BANGKOK (Reuters) - Thailand reported its first domestic coronavirus transmission in more than 100 days on Thursday, after a man recently jailed and with no overseas travel history tested positive in a Bangkok prison during a routine check for new inmates.
Authorities moved quickly to locate and isolate people in contact with the 37-year-old and trace his movements over the past two weeks, including three places where he had worked, the jail and the court at which he had appeared.
“We may go further back but we will examine this first,” said Walailak Chaifu, Director of the country’s Bureau of Epidemiology.
The new case will be a setback for Thailand, which has been credited with keeping the highly contagious virus under control, while maintaining months of immigration curbs that have devastated its tourism-reliant economy. It has removed most of its internal coronavirus restrictions.

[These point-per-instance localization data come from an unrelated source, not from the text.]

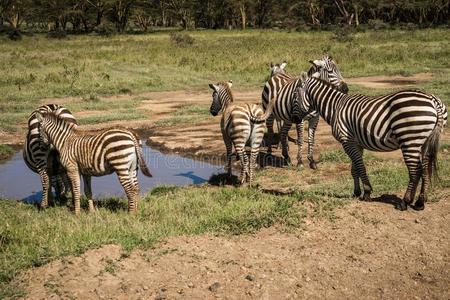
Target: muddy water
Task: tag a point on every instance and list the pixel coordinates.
(19, 182)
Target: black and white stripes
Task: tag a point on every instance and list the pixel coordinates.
(42, 158)
(282, 86)
(95, 154)
(240, 127)
(409, 120)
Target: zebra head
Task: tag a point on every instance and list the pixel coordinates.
(277, 68)
(328, 70)
(221, 96)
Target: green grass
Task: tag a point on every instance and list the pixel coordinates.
(5, 151)
(31, 238)
(186, 115)
(121, 115)
(90, 66)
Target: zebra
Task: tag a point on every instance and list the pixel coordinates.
(410, 120)
(43, 159)
(282, 86)
(95, 154)
(240, 125)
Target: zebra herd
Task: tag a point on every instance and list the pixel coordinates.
(409, 120)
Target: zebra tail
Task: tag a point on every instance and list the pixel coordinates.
(431, 147)
(267, 113)
(290, 139)
(140, 156)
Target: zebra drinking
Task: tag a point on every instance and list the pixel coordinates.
(409, 120)
(44, 159)
(282, 86)
(95, 154)
(240, 125)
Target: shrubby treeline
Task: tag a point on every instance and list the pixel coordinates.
(139, 15)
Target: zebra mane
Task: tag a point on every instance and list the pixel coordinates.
(326, 83)
(227, 88)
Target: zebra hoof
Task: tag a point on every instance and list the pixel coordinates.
(402, 206)
(420, 204)
(313, 165)
(287, 162)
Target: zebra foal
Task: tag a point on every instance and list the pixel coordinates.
(95, 154)
(409, 120)
(42, 158)
(240, 126)
(282, 86)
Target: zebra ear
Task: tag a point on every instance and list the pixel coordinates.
(213, 86)
(317, 63)
(304, 76)
(39, 117)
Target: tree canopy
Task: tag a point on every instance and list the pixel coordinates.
(122, 15)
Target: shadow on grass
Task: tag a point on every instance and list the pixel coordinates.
(112, 204)
(388, 199)
(223, 179)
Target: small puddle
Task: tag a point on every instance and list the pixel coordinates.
(17, 181)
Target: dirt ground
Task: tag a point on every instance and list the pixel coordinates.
(369, 250)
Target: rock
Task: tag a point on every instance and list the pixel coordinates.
(250, 277)
(214, 287)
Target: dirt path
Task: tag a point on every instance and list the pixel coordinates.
(369, 251)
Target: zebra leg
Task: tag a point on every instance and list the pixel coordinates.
(45, 180)
(312, 126)
(299, 127)
(229, 147)
(240, 151)
(284, 144)
(74, 177)
(354, 151)
(88, 192)
(131, 190)
(412, 161)
(423, 197)
(269, 124)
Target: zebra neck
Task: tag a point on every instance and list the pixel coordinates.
(59, 133)
(325, 100)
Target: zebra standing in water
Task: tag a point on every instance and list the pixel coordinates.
(95, 154)
(282, 86)
(409, 120)
(239, 126)
(41, 158)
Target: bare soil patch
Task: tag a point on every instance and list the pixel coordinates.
(368, 251)
(386, 82)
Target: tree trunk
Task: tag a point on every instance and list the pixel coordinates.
(243, 16)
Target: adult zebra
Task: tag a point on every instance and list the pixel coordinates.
(239, 127)
(95, 154)
(282, 86)
(409, 120)
(42, 158)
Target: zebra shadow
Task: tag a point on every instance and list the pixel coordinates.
(223, 179)
(394, 200)
(265, 159)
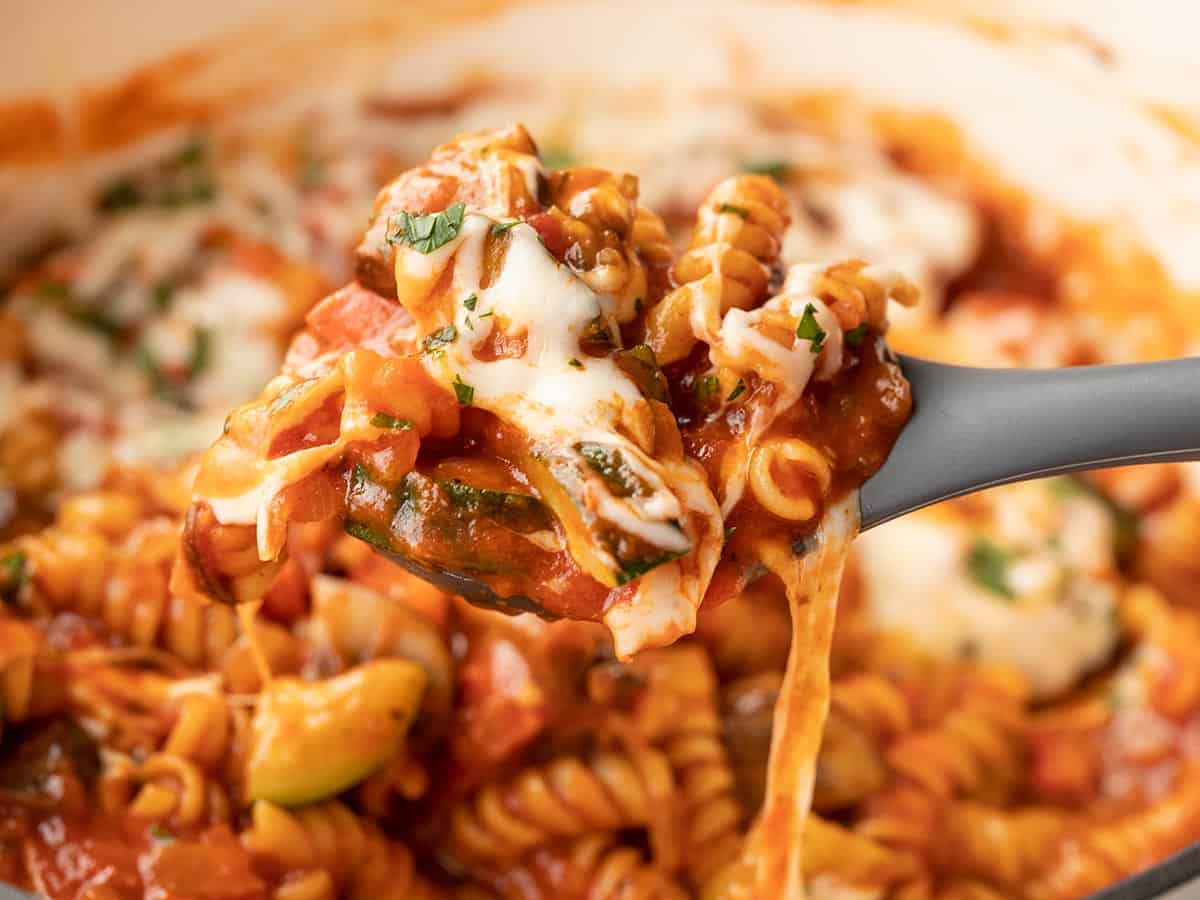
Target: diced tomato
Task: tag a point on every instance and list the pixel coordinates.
(214, 867)
(501, 707)
(551, 232)
(351, 316)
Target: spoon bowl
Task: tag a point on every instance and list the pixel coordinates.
(973, 429)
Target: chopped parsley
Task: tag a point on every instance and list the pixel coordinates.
(88, 316)
(162, 295)
(856, 336)
(633, 569)
(287, 397)
(1126, 525)
(384, 420)
(439, 339)
(988, 565)
(201, 353)
(707, 387)
(809, 329)
(777, 169)
(366, 533)
(13, 574)
(642, 367)
(119, 195)
(360, 477)
(463, 391)
(429, 232)
(609, 463)
(557, 157)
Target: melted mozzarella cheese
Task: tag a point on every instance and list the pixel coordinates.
(1060, 622)
(558, 400)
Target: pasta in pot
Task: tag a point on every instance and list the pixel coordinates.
(371, 737)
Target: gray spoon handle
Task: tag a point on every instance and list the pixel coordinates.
(979, 427)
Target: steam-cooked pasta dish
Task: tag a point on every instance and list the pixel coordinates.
(639, 408)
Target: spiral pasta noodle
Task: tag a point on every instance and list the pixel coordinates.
(802, 462)
(567, 797)
(737, 239)
(592, 867)
(333, 852)
(679, 714)
(163, 787)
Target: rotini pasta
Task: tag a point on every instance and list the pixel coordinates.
(527, 382)
(567, 797)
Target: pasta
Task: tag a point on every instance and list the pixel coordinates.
(367, 736)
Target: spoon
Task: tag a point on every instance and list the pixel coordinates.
(975, 429)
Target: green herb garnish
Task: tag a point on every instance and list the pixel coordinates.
(13, 574)
(383, 420)
(809, 329)
(633, 569)
(366, 533)
(201, 353)
(988, 565)
(1126, 525)
(557, 157)
(162, 295)
(441, 337)
(429, 232)
(640, 364)
(778, 169)
(360, 477)
(856, 336)
(463, 391)
(610, 465)
(706, 388)
(515, 508)
(119, 195)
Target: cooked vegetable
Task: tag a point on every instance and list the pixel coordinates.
(564, 478)
(988, 565)
(313, 739)
(642, 367)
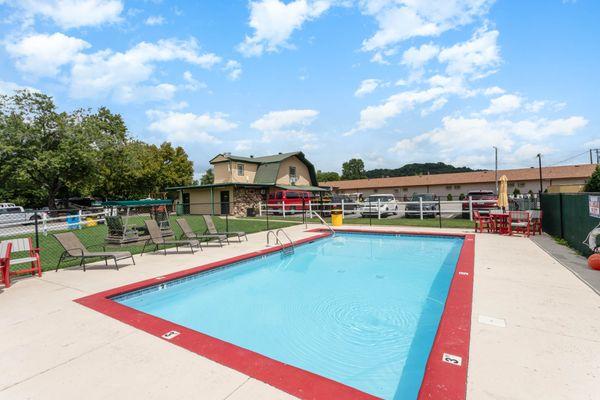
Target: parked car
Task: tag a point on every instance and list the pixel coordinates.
(379, 204)
(293, 200)
(430, 209)
(482, 200)
(335, 202)
(17, 214)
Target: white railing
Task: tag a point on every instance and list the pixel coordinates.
(47, 224)
(419, 208)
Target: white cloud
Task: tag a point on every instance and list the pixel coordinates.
(189, 127)
(233, 69)
(8, 88)
(417, 57)
(155, 20)
(274, 22)
(286, 125)
(367, 86)
(106, 72)
(43, 54)
(462, 137)
(494, 90)
(399, 20)
(73, 13)
(504, 104)
(476, 57)
(192, 83)
(374, 117)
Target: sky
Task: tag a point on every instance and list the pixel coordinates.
(388, 81)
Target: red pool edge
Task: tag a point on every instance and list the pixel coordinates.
(443, 380)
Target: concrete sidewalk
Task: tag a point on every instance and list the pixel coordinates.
(53, 348)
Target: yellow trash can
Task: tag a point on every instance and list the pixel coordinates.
(337, 218)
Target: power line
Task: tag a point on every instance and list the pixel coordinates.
(570, 158)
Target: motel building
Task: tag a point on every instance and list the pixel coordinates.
(242, 182)
(570, 178)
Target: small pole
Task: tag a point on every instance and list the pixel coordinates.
(496, 168)
(539, 156)
(37, 233)
(440, 211)
(471, 208)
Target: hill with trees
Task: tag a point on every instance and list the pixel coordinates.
(416, 169)
(47, 155)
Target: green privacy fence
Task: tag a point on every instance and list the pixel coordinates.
(567, 216)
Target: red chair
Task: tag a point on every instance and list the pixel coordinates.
(7, 247)
(482, 221)
(5, 262)
(519, 221)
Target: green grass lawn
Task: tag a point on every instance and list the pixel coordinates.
(94, 237)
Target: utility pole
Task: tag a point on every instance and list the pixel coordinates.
(496, 168)
(539, 156)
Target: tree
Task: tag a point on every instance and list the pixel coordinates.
(353, 169)
(44, 153)
(593, 184)
(327, 176)
(208, 178)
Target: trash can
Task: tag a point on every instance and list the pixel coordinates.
(337, 217)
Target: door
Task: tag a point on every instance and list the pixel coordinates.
(186, 203)
(224, 202)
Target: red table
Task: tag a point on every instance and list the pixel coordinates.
(501, 223)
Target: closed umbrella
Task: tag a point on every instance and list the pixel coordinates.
(503, 193)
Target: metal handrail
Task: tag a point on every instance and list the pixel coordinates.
(286, 235)
(277, 241)
(324, 222)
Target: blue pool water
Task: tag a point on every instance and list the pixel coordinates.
(360, 309)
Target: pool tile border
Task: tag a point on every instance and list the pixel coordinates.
(442, 380)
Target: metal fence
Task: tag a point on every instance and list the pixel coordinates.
(91, 227)
(566, 216)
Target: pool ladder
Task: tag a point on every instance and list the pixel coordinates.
(286, 250)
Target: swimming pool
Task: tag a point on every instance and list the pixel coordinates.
(351, 316)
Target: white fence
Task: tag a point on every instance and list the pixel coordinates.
(397, 209)
(43, 223)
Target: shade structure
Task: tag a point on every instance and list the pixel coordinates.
(503, 192)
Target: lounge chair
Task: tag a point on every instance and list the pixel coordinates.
(188, 233)
(74, 249)
(7, 247)
(157, 239)
(119, 233)
(212, 229)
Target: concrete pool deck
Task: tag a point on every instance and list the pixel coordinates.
(535, 332)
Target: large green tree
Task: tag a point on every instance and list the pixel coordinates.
(353, 169)
(44, 153)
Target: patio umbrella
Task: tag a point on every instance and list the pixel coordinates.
(503, 193)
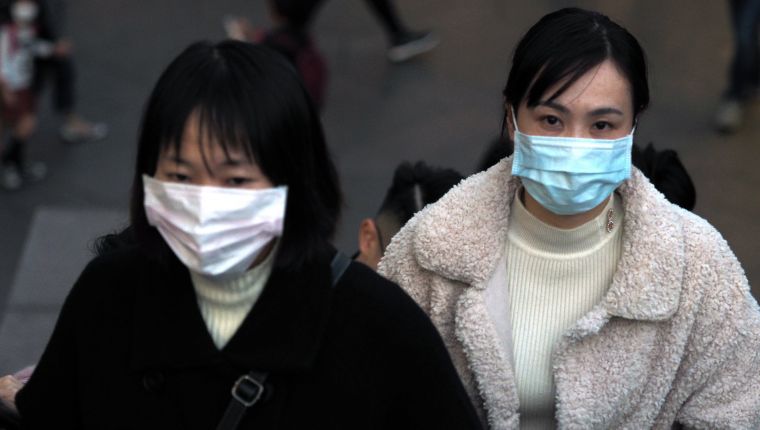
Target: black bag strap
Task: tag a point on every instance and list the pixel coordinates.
(246, 392)
(249, 388)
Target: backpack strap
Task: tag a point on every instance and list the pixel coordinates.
(246, 392)
(249, 388)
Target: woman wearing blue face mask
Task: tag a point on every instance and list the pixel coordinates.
(223, 305)
(569, 292)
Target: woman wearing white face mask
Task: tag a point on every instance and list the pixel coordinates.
(569, 292)
(226, 282)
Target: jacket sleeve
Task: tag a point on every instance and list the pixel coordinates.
(400, 266)
(428, 393)
(51, 397)
(729, 363)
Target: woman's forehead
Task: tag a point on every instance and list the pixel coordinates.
(601, 86)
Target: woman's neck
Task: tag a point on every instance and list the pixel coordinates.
(559, 221)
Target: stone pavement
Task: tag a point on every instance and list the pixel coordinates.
(444, 108)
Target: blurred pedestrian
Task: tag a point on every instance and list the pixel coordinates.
(744, 75)
(570, 292)
(61, 71)
(414, 186)
(20, 44)
(223, 304)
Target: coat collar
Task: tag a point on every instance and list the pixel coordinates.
(282, 332)
(463, 236)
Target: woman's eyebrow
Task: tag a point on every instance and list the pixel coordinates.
(554, 105)
(175, 158)
(605, 111)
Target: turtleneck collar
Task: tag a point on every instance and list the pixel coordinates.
(529, 232)
(233, 291)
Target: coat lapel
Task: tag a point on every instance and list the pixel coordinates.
(463, 238)
(467, 246)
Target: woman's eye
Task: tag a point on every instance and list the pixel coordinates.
(178, 177)
(602, 125)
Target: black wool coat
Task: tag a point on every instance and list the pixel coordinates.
(130, 350)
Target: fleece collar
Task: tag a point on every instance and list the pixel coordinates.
(463, 237)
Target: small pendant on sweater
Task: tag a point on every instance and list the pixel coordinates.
(610, 221)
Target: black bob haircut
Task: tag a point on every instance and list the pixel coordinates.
(415, 186)
(246, 97)
(564, 45)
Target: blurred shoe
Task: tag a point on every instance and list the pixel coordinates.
(409, 45)
(729, 116)
(82, 131)
(10, 177)
(34, 171)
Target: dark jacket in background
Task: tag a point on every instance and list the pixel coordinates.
(131, 351)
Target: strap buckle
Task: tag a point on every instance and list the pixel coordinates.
(247, 390)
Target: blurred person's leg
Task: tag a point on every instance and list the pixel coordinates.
(404, 43)
(75, 128)
(16, 168)
(745, 67)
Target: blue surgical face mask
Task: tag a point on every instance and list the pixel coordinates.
(571, 175)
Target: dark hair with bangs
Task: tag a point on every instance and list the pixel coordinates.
(564, 45)
(249, 97)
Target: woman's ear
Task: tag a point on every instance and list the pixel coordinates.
(369, 244)
(368, 240)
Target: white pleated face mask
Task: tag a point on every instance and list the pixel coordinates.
(215, 231)
(24, 12)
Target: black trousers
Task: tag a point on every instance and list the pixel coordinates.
(384, 10)
(61, 72)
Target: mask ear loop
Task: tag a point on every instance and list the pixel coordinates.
(514, 119)
(379, 238)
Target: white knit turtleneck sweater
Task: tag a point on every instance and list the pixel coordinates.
(225, 303)
(555, 277)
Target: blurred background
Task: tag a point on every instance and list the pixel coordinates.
(444, 107)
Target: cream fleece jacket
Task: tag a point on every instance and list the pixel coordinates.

The inmate, a former nightclub DJ, tested positive on Wednesday and had not travelled abroad or been in close contact with a known case, the corrections department said.
All of Thailand’s cases since late May - typically less than a handful each day - have been found in state quarantine among people returning from overseas. It has reported just 3,427 cases and 58 deaths in total.
Thailand is the second country in Southeast Asia to see community transmission resume following a lengthy containment period, after the virus resurfaced in Vietnam in late July, also after a 100-day absence.
Methipoj Chakametikul, head of Bangkok’s disease control division, said five “high risk individuals” had been identified at the inmate’s home plus two others who had left Bangkok.
“We ordered the closure of his work places for three days for cleaning and are investigating his close co-workers,” Methipoj said.
Officials sought to downplay the prospect of a second wave of cases and said more laboratory results were needed to be certain that the infection was recent.
“We’ve identified an infection, but in terms of an outbreak, we are investigating,” said Suwanchai Wattanayingcharoen, director-general of the Department of Disease Control.
“If we all help each other, then it will not lead to an outbreak.”